If there were ever a bigger Cub fan than Alfons, I'd sure like to know who that might be.
So, it was kind of strange Monday morning, while I was listening to Len Braemer on Chicago's WXRT and he played Steve Goodman's "A Dying Cub Fan's Last Request." That is a very fitting song to remember Alfons by, who took a lot of grief from all the Sox fans at Donovan's Reef in Twin Lakes, Wisconsin. But his devotion never wavered.
Just about every day you could find Al at the bar, sucking down beers and playing that NTN game. And, if there was a Cub game on, woe be the person who tried to change it as it would be the Wrath of Al.
And, there he would be with that blue Cubs jacket. Well, seasonally. If not the Cubs jacket, it would a Bears jacket, his other team.
The words to the song hit home. WXRT is celebrating its 40th year of broadcasting Chicago's Finest Rock and going back to one year each weekday and spotlighting it. Monday was 1981. Braemer dedicated the song to Steve's mother, Annette Goodman, who still lives on Chicago's Northwest Side. The song payed at 9:33 AM. It sent shivers down my spine, having learned that Al had just died the day before.

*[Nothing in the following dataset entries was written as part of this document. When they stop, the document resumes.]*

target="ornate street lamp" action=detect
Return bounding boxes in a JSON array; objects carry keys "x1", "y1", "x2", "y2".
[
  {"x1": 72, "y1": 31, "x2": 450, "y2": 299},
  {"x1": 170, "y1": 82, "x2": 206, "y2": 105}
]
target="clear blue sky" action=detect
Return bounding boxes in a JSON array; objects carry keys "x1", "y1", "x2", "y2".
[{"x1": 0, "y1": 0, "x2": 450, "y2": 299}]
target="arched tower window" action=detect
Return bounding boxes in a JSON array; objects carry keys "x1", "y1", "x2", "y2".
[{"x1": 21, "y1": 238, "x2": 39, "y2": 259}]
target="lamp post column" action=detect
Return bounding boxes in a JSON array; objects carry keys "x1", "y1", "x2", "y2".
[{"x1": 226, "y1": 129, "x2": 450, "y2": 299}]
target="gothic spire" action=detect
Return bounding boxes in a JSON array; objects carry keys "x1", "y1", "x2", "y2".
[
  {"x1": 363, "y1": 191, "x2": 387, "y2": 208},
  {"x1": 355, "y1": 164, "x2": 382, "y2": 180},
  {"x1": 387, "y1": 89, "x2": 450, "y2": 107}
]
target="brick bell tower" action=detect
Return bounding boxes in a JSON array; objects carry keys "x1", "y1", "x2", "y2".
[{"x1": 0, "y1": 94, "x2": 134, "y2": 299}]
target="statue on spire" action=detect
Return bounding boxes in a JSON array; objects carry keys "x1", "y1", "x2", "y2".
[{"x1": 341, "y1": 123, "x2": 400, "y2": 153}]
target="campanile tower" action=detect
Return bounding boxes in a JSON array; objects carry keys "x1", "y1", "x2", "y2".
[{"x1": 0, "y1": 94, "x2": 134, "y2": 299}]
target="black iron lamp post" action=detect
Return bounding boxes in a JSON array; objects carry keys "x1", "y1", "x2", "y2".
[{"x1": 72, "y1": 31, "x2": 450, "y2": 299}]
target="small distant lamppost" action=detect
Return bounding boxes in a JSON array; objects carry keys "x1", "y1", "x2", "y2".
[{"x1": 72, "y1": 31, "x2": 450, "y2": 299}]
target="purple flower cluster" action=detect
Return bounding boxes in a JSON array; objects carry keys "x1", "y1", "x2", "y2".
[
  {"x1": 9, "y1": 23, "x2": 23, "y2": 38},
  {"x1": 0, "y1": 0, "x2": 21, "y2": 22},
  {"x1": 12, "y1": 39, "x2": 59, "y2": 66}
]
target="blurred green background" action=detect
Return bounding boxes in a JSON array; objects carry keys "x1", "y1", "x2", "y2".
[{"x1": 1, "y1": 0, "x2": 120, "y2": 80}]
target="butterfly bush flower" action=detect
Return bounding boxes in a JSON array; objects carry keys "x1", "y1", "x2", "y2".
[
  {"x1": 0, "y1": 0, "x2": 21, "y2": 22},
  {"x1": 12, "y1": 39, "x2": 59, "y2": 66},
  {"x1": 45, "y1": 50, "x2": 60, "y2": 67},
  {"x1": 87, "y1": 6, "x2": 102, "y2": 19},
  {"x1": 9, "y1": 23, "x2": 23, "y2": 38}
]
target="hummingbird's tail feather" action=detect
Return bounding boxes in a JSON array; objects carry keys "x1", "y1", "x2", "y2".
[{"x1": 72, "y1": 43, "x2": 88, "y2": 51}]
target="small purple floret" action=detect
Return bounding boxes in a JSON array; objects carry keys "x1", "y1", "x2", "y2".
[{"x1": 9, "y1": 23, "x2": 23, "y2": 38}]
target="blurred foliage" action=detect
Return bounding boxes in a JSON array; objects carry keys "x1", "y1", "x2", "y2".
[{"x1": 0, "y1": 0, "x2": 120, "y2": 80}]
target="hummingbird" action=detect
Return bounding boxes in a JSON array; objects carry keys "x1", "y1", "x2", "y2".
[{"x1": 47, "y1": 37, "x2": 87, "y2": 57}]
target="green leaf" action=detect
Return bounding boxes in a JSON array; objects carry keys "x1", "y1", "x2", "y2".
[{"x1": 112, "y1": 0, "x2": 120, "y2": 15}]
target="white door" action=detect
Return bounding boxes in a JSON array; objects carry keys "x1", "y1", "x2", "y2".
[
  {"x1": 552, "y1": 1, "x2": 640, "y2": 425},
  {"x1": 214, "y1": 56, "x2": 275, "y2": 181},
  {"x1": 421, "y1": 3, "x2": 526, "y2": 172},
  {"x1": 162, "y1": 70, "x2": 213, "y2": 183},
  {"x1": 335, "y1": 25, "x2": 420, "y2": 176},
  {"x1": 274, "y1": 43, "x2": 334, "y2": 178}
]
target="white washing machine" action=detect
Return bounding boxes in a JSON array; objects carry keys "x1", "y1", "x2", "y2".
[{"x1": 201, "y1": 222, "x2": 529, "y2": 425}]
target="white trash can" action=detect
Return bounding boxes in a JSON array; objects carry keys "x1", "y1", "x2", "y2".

Some of the words that hit home:
"Do the Cubbies still play
In their ivy covered burial ground"
Give me a double header funeral in Wrigley Field
Make six bullpen pitchers carry my coffin
and six groundskeepers clear my path.
Have the umpires bark me out at every base
in all their holy wrath.
It's a beautiful day for a funeral
Hey Ernie let's play two
Build a big fire on home plate out of your Louisville Sluggers baseball bats
and toss my coffin in
Let my ashes blow in the beautiful snow
From the prevailing 30 mile an hour southwest wind.
That Pretty Well Covers It for Ya, Alfons.